2020 is fast coming to a close. This year has meant turmoil for everyone, a lot of people have been financially and emotionally impacted by this pandemic, others have been luckier and just inconvenienced by this new normal. My family and I are looking forward to Christmas together and are hoping that nothing stops that from happening, that we all remain well and hoping that next year is better for everyone.
This time last year the BBC drama The Trial of Christine Keeler was about to air and our campaign to recognise that Chris should never had gone to prison was about to start. My life changed as I understood what Chris had asked me to do in her will: “To make sure that the truth is told about events of which I took part during my lifetime”.
Christine Keeler was not a prostitute and Christine Keeler was not a liar. Christine Keeler, and she would have hated me saying it, was a victim.
There are of course people who will say, “...but she was a liar, she lied on oath when she said two men did not witness a crime” but when those two men made it clear to Christine they wanted nothing to do with the police, when those two men washed their hands of any responsibility to help convict a man who had assaulted her, Christine had a terrible choice - either don’t mention the witnesses to the police or just don’t report the assault, those were her choices.
“Or just don’t report the assault” - and face yet another assault by Lucky Gordon, and next time it could be worse, what a terrible choice.
There is a story I was told recently by someone who interviewed one of the police officers who was there in 1963. When Christine was questioned in connection with Stephen Ward the ex-police officer said, “We knew Christine was a prostitute because at the end of the interview she took the uneaten sandwiches with her. That is something prostitutes do and that is how we knew”
If only she had left those sandwiches. Would our history be different today?
For some of us the world has changed a lot since 1963. Chris told me how they would eat a lot of vegetarian spaghetti bolognese, which was basically spaghetti and tinned tomatoes, and there were of course a lot of sandwiches. She saw an avocado in the early sixties and at the time she thought they looked like a very bad idea!

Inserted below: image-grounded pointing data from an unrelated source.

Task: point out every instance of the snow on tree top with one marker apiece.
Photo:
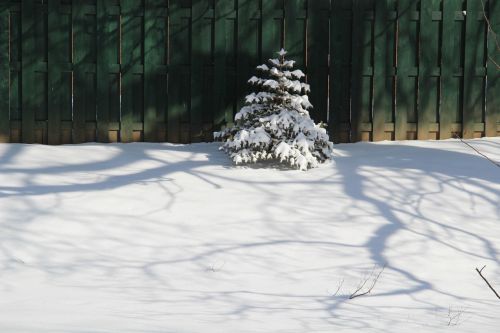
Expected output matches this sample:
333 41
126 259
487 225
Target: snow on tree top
298 74
274 123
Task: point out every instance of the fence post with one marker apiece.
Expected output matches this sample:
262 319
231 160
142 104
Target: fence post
429 71
492 116
474 71
28 71
4 73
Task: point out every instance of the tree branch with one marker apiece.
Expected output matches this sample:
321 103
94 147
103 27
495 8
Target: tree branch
374 282
480 271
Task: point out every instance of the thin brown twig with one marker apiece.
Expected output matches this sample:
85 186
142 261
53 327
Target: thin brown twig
480 271
476 150
355 294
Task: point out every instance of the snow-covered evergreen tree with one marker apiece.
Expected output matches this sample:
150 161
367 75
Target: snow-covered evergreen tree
275 123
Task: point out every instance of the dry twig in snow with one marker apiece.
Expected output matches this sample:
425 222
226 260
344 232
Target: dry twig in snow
480 271
358 292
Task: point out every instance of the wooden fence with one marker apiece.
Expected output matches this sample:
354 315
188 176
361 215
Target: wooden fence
158 70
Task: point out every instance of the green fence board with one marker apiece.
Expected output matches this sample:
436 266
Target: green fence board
407 62
198 60
81 86
339 75
153 45
492 116
295 30
249 16
224 18
451 69
272 21
28 71
317 59
55 60
103 62
473 69
156 70
178 77
384 64
429 71
131 69
4 74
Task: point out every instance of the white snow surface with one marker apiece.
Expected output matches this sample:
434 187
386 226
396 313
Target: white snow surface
174 238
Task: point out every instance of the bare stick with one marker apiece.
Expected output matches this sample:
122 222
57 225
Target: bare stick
338 288
490 29
480 271
374 282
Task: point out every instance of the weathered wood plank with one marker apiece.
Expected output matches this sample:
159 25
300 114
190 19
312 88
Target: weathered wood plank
492 115
4 73
339 75
384 64
317 62
429 71
474 68
28 71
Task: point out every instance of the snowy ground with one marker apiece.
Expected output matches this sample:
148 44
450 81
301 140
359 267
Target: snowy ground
173 238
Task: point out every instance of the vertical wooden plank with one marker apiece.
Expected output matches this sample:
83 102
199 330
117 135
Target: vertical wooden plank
474 70
295 31
407 71
132 108
15 113
317 53
80 86
362 70
28 71
55 59
452 68
103 61
384 63
154 46
224 16
248 45
178 77
429 71
272 20
492 116
339 76
4 74
198 58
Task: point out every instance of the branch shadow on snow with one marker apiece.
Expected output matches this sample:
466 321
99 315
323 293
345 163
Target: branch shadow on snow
356 175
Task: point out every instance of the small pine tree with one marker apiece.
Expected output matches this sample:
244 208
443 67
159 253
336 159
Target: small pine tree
275 124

After the exhibition I went out with friends, including one of Christine’s old friends, Desmond Banks, and we had a few drinks, laughed together and had a glass of scotch, Christine’s favourite tipple. Thanks to the pandemic that would have been one of the last times I was out with friends.
This website was published and lots of you sent kind messages and still do. A lawyer, James Harbridge, made contact and offered to help with Christine’s pardon, pro bono, and with lots of hard work he took a campaign page on a website and turned it into a legal document and so much more.
Felicity Gerry QC has taken on the fight pro bono and by the end of 2020 I feel we have a chance of correcting a part of history, telling that ‘truth’ that Christine talked about in her will.
2020 has had its downs, but it’s had some ups.
Merry Christmas everybody, may you love and may you be loved too.